De pequeña me regalaron un reloj muy extraño: tan sólo contenía 48 minutos.
Fue durante la segunda muerte de la abuela Davinia, la vidente, como la conocían todos.
Casi todas las mujeres de la familia morían dos veces, nadie sabía por qué, pero todas lo hacían con aquel reloj puesto.
Cuando la abuela Davinia iba a morir la segunda vez mamá se le acercó, le susurró algo al oído y ella asintió. Entonces mamá desabrochó el reloj de su muñeca, le besó la frente, «tengo suficiente con una muerte; no necesito más. Gracias», dijo, y se dirigió donde yo estaba, apartada de los adultos, con mi vestido oscuro, mis calcetines cortos y mis dos trenzas, contemplando todo aquello sin apenas entender nada. «Cariño, esto es tuyo ahora. Sabrás para qué sirve cuando llegue el momento.
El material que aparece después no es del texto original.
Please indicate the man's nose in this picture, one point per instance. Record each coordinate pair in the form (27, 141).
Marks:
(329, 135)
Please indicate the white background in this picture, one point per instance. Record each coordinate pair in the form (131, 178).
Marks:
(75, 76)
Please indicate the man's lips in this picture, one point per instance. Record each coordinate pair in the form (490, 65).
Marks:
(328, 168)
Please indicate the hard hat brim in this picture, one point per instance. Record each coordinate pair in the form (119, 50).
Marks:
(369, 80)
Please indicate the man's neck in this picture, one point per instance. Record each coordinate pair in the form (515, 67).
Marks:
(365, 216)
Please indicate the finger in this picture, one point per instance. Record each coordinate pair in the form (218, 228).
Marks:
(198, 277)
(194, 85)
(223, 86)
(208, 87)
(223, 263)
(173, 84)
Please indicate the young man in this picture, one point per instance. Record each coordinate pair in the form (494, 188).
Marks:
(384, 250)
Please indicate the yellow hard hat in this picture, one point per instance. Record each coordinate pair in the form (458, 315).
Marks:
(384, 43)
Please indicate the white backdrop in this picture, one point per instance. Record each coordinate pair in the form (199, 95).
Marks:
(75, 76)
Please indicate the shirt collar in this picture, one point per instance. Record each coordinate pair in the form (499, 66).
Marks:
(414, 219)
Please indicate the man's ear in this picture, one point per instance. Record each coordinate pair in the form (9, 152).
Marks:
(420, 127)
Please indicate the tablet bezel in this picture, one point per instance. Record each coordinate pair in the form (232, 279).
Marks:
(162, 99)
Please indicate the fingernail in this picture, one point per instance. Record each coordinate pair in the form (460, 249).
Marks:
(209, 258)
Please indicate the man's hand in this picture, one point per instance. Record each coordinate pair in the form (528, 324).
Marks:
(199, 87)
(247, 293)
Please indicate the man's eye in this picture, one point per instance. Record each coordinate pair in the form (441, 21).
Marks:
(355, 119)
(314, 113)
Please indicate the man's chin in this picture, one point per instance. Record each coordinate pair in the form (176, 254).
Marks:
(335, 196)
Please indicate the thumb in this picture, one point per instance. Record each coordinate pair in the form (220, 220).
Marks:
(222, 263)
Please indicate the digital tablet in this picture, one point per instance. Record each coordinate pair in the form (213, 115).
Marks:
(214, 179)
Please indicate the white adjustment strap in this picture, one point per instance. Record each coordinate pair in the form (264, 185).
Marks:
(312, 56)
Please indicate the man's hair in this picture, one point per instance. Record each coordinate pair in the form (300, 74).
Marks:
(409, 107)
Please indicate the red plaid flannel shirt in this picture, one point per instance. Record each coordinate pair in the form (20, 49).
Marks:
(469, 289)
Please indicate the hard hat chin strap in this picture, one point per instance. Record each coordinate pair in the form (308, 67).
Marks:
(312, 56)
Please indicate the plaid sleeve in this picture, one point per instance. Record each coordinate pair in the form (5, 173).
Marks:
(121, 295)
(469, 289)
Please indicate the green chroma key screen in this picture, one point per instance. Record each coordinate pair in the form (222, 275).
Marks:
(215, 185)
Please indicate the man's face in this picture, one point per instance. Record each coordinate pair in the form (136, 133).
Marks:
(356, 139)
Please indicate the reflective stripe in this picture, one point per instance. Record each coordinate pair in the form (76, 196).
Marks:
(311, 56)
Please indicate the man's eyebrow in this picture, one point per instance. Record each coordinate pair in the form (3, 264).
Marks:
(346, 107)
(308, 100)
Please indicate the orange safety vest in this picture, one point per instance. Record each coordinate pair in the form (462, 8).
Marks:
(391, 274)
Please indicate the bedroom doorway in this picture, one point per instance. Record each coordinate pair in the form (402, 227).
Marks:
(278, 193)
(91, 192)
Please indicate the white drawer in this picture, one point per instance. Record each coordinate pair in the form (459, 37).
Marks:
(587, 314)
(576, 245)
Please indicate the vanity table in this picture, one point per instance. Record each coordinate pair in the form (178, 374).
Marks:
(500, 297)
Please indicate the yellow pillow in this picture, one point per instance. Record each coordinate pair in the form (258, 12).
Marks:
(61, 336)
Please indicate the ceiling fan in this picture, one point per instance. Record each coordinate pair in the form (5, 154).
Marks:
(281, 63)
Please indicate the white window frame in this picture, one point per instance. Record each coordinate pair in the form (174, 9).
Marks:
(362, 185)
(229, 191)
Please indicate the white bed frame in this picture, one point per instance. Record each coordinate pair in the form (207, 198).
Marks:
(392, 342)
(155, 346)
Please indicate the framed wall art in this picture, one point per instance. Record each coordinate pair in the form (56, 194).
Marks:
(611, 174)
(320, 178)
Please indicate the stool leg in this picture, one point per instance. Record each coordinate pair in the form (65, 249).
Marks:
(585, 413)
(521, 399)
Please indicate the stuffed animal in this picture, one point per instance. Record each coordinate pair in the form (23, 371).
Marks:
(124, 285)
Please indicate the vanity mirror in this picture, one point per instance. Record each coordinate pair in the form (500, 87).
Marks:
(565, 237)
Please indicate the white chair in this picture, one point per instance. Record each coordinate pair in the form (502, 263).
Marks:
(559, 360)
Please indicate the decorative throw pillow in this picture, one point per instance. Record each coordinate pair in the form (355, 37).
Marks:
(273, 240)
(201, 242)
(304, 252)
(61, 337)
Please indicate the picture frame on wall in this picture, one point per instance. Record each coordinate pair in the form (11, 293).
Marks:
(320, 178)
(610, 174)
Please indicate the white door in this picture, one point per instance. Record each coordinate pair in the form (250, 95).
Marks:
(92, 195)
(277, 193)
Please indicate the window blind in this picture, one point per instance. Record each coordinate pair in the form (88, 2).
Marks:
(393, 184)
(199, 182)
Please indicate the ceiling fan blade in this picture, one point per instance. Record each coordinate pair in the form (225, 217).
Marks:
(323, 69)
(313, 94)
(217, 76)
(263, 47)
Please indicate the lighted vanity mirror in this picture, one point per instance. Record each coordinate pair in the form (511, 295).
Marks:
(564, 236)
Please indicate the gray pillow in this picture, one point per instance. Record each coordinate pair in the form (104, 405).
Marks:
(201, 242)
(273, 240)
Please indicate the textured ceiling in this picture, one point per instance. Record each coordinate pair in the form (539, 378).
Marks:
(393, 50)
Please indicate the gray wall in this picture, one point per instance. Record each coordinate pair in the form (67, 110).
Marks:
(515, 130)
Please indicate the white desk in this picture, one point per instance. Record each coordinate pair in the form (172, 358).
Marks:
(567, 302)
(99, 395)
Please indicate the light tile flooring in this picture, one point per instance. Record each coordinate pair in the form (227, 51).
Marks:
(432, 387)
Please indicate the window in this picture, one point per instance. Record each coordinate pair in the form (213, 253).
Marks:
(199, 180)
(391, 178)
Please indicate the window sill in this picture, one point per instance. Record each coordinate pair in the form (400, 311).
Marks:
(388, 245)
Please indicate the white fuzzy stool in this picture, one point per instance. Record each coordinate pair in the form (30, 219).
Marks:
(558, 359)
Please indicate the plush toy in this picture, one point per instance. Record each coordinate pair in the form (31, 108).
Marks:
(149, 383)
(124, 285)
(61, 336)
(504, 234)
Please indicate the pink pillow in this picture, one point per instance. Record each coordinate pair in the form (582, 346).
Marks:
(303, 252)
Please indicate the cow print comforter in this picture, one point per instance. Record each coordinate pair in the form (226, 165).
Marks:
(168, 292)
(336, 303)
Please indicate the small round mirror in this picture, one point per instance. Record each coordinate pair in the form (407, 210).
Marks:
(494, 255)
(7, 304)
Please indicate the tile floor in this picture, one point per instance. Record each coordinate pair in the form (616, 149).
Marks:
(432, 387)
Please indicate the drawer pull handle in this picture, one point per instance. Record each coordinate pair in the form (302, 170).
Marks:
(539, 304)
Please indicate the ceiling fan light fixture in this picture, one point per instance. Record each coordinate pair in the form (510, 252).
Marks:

Mientras tanto, no lo pierdas nunca. Te protegerá una sola vez en tu vida, pero será la vez más importante; la vez en la que deberás tomar una decisión crucial para ti y, probablemente, para los que te rodeen. Ya lo comprenderás. Por ahora, no lo pierdas. ¿Lo has entendido?», me susurró mientras ponía en mi muñeca derecha aquel reloj en cuya esfera sólo se contaban 48 minutos. Yo asentí porque siempre me había gustado aquella pulsera extraña de la abuela, pero no entendí nada de lo que mamá quiso decirme. Con apenas diez años sólo entiendes órdenes y frases muy concretas, pero recuerdas cosas…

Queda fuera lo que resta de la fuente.